Stiopu v Loughran EA-2019-000752-BA
Appeal against the rejection of the Claimant's claim for holiday pay and other unpaid monies. Appeal allowed.
The Claimant's claim for unpaid holiday pay and other money was rejected by the ET because the name of the Respondent on the claim form is different from the name on the ACAS certificate. The Claimant appealed on the grounds that (1) the ET erred in law by failing to consider any of the factors that it is required to consider pursuant to rule 12(2A) before rejecting a claim pursuant to rule 12(1)(d) or (e), Employment Tribunals Rules of Procedure (Schedule 1, Employment Tribunals (Constitution and Rules of Procedure) Regulations 2013) ("the 2013 Regulations"); (2) the ET erred in failing to give effect to the overriding objective in interpreting and/or exercising the power given to it by rules 12(1)(e) and 2A; (3) in the alternative, if the ET considered the factors set out at grounds (1) and (2) above, it failed to provide its reasons for rejecting the claim in the light of these factors, as required by rule 12(3).
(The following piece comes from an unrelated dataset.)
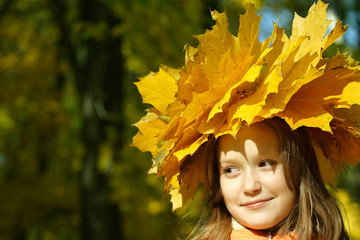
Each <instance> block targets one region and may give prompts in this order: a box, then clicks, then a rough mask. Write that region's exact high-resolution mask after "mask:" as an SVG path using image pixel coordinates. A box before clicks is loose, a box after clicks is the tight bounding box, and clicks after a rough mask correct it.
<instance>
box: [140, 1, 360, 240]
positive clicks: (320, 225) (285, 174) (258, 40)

The EAT allowed the appeal. Rule 12(2A) is a “rescue provision”, designed to prevent claims from being rejected for technical failures to use the correct name of the respondent in the early conciliation certificate and the ET1. In every case where rule 12(1)(f) may apply, the employment judge should ask him or herself the question as to whether there is a “minor error” in relation to a name or address and whether it would or would not “be in the interests of justice to reject the claim. In the instant case, there was material available to the ET to suggest, or indicate, that a “minor error” could have been made.